I replant a lot of the things I find too in new places, so I have a sort of garden I guess because when school lets out I practically live in the woods and just eat and drink the things out there, but the frost now is hindering me from staying out too long. Oh! And do you know anything about researching (like person research) on the plants? How to keep notes and things I mean. I keep. A journal with crude sketches, but its a little... Um... Shady.. Haha.


----------



## 101airborne (Jan 29, 2010)

Sybil6 said:


> The herbs are easily identified, but I guess I was a little worried on what switching back and forth between natural and processed foods would do to our health. Ya know?


 The reaction you have with switching back and forth really depends on each person. Some fried foods cause stomach issues with both the wife and I. Otherwise we use both natures pantry ( herbs and plants I gather and raise) and processed foods daily with no issue. So if things get bad enough I think you'd be okay going with fouraged foods. The only real problem with it would be the lack of protiens in that kind of diet. But you could offset that by storing suppliments.


----------



## Sybil6 (Jan 28, 2013)

101airborne said:


> The reaction you have with switching back and forth really depends on each person. Some fried foods cause stomach issues with both the wife and I. Otherwise we use both natures pantry ( herbs and plants I gather and raise) and processed foods daily with no issue. So if things get bad enough I think you'd be okay going with fouraged foods. The only real problem with it would be the lack of protiens in that kind of diet. But you could offset that by storing suppliments.

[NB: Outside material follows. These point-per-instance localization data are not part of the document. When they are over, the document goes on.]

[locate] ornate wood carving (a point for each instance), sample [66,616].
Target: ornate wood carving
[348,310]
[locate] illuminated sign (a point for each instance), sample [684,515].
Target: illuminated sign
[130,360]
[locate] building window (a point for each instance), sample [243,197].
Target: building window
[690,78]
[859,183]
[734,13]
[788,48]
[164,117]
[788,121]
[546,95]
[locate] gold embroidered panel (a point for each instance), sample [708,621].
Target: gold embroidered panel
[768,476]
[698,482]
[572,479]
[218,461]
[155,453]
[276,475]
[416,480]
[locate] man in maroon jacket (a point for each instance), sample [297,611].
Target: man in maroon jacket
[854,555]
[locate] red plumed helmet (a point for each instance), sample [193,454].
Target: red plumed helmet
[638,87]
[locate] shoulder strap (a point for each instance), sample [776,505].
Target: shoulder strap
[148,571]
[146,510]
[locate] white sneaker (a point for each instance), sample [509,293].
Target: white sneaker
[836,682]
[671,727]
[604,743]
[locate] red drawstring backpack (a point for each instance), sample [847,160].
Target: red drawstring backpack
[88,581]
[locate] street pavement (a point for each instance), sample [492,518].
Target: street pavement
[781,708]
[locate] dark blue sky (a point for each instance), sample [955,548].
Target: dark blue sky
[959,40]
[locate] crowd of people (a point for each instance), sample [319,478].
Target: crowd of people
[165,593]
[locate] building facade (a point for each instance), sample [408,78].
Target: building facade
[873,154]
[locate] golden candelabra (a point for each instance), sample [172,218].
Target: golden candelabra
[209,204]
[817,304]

See? Certain fried foods do that to me, but then again so do some processed vegetables and greens. My mother scolds me for not eating salads store bought, but they make me sick. But I've made salads from MY garden and been fine! So I was a little worried that switching back and forth could mess us up long term.


----------



## Grimm (Sep 5, 2012)

Sybil6 said:


> We're not trolls. We actually prep, mostly because we hate society though. Haha. My friend is just a little.... Um.... Odd turned... What can I say? Hahaha. Most kids our age are just big talkers and know-it-alls. I just want to be sure that I can make it on what I have and know, mostly because I have so much depending on me, including three toddlers (my cousins) and I fear this country is headed for either over seas invasion or civil war... I want to be able to disappear and be safe..


I never thought you were a troll but your pal is a bit rude for us adults here. I can relate to not liking society. I still hate most of society...

WAIT! There is something wrong with this picture! I'm Arab and I hate society! I must be a terrorist! AAAAAAAAHHH! vract:

J/K
I do hate society but mostly because it is full of stupid.


----------



## jsriley5 (Sep 22, 2012)

Sybil6 said:


> I replant a lot of the things I find too in new places, so I have a sort of garden I guess because when school lets out I practically live in the woods and just eat and drink the things out there, but the frost now is hindering me from staying out too long. Oh! And do you know anything about researching (like person research) on the plants? How to keep notes and things I mean. I keep. A journal with crude sketches, but its a little... Um... Shady.. Haha.


You could use a three ring binder. Use a camera to take pics then use the puter to put the pic on a page with your notes and print punch and put in a binder. But I wouldn't knock what you are dong either my favorite rescouce is almost entirely schetches by the way if you can pick one up it's called Feildbook of Natural History. It is heavy on the identification of plants animals and fungus not so much on the usages. ONe thing in there I find handy is it often covers appearance at several different times of the year. That is often usefull info.


----------



## Sybil6 (Jan 28, 2013)

jsriley5 said:


> You could use a three ring binder. Use a camera to take pics then use the puter to put the pic on a page with your notes and print punch and put in a binder. But I wouldn't knock what you are dong either my favorite rescouce is almost entirely schetches by the way if you can pick one up it's called Feildbook of Natural History. It is heavy on the identification of plants animals and fungus not so much on the usages. ONe thing in there I find handy is it often covers appearance at several different times of the year. That is often usefull info.


Thanks.  I'll try it. The note book I have now is sorta falling apart so.. Haha. I didn't even think about that. I even have a binder and sheet protectors!


----------